Gene names of the 139 genes identified for stage IA prediction and their biological functions.

Biological functions	Gene names
growth factor	HBEGF, GDNF, PDGFB, CTGF
cytokine	LIF, IL1F5, TGFB2, IL1A
chemokine and receptor	CXCL1, CXCR7, S100A2
angiogenesis	VEGFA
cytokine-related factor	IGFBP3, IGFBP6, IGFBP2
cell proliferation	JUND, PHLDA2, FOSL1
negative regulation for cell proliferation	SESN1, INHBA, GPNMB
cell motility	TMSB10, CDC42EP2, LPXN, RAC2, CDC42
cell adhesion	ITGB8, ITGB7, CLEC2B
apoptosis	CASP4, NDRG1, DDX21, IER3
cell migration	NMU, PLA, ADAM10, ADAM8, CYR61, AMAM19,
	MMP12, TIMP3, LGALS7, MMP1, MMP3
tyrosine kinase signaling	PTRF, GRB10, PAK2, DUSP1, DUSP4, SPRY4, PI3KCD,
	DUSP5, SPRY2, SH2D2A
actin cytoskeleton organization	ACTC1, PALM, MYLK, MYL9, COTL1, TUBA1A
immune response	NFATC4, IL1RN, NFIL3, ISG20L1, ISG20
wnt signaling	FZD10, SOX9
vesicular trafficking	MLPH, HGS, VCP, FER1L4
ubiquitination	UBE2C, UBD
cell cycle	CDKN1A, SEH1L, CENPF
signal transduction	CSNK1D, PDIA4, YWHAQ, ITPR1
stemness	SOX2
transcription	SPDEF, ETS2, TAF9, NFIL3, SMOX, ZBED2, CD3EAP,
	ATF2, ZNF750, NCOR2, HOPX
protein folding	HSPA1A, HSPA8, HSPB1, HSPA5
(epidermis) differentiation	KRT14, ADRBK2, ID1, KRT5, SALL2
G protein	GNG4, MRAS, GNG11, GNB1
DNA repair	NUPR1
tumor suppressor	TSC22D1, MTSS1
tumor prognostic factor	KIAA1199
metabolism	MVK, BPGM, THRA, HMGA2, MTHFD2, GAPDH, UST,
	HMGCS1, KCNJ5, PCK2, NP, GAD1, ADCY6, SERPINB5,
	ODC1, PPAP2A, CHST2, SLC25A37, RDH16, PPRC1,
	LDLR, PFKFB3, HMGCR, ALOX15, CYP1A1, SLC29A1,
	SEPW1
ribosome	RPS14
RNA binding protein	HNRPM
unknown	DDEFL1

Figure 2

Validation procedures.

Validation procedures of the final risk scoring model using the 139 genes.

Figure 3

The power of survival prediction for the NCI validation data sets and the Duke data set using the 139 genes.

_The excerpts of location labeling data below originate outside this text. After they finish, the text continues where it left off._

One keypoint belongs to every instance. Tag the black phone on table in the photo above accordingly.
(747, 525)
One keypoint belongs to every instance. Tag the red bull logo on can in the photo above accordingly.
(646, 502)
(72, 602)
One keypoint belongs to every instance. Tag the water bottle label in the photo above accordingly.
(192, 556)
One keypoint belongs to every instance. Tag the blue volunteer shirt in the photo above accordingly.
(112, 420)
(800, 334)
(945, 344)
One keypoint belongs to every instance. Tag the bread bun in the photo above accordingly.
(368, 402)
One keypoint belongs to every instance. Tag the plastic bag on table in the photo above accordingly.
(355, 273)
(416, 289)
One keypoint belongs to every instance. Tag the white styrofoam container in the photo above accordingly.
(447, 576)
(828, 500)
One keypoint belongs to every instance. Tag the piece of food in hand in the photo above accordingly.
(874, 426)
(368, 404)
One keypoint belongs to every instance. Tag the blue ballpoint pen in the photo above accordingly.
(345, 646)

Kaplan-Meier plot survival estimates are depicted for high- (red line) and low- (black line) risk groups by analyzing the NCI validation data sets containing two data sets designated as MSK and CAN/DF (A), and the Duke data set (B). P-values were obtained with the use of the log-rank test. Numbers in parentheses represent the number of patients that were segregated.

Table 2

Hazard ratios for overall survival (OS).

			Multivariate
Data set	Case (n)	Variable	HR	95% CI	P
NCI (MSK/CAN/DF)
	Stage I-III (186)	Age	1.03	1.00 – 1.06	0.028
		Sex (Male/Female)	1.54	0.96 – 2.46	0.072
		Stage (II/I)	2.45	1.43 – 4.15	0.0012
		Stage (III/I)	5.07	2.66 – 9.30	4.67E–06
		139 gene risk score (High risk/low risk)	2.91	1.75 – 5.04	2.45E–05
	Stage I (119)	Age	1.05	1.01 – 1.09	0.0062
		Sex (Male/Female)	1.06	0.51 – 2.18	0.88
		Stage (IB/IA)	1.61	0.73 – 4.06	0.25
		139 gene risk score (High risk/low risk)	3.56	1.63 – 8.60	0.0011
	Stage IA (38)	Age	1.00	0.94 – 1.07	0.91
		Sex (Male/Female)	0.31	0.02 – 1.96	0.24
		139 gene risk score (High risk/low risk)	7.16	1.20 – 136.06	0.029
	Stage IB (81)	Age	1.08	1.03 – 1.13	0.0010
		Sex (Male/Female)	1.56	0.66 – 3.76	0.31
		139 gene risk score (High risk/low risk)	3.26	1.37 – 8.63	0.0072
DUKE
	Stage I-III (111)	Age	1.00	0.98 – 1.03	0.80
		Sex (Male/Female)	1.05	0.61 – 1.86	0.86
		Stage (II/I)	1.57	0.74 – 3.11	0.23
		Stage (III/I)	3.36	1.74 – 6.31	0.00050
		Stage (IV/I)	1.29	0.21 – 4.45	0.74
		139 gene risk score (High risk/low risk)	1.99	1.17 – 3.44	0.011
	Stage I (67)	Age	0.99	0.96 – 1.03	0.74
		Sex (Male/Female)	1.01	0.49 – 2.18	0.97
		139 gene risk score (High risk/low risk)	1.97	0.94 – 4.24	0.073
NCC-Tokyo
	Stage I (156)	Age	1.02	0.95 – 1.11	0.59
		Sex (Male/Female)	0.71	0.25 – 2.07	0.52
		Surgery Extent (segmentectomy/lobectomy)	0.00	0.00 – .	0.69
		Tumor size (>2cm/≤2cm)	0.52	0.13 – 2.26	0.37
		Stage (IB/IA)	1.27	0.38 – 4.31	0.69
		139 gene risk score (High risk/low risk)	8.20	2.25 – 31.28	1.80E–03

HR, hazard ratio; CI, confidence interval.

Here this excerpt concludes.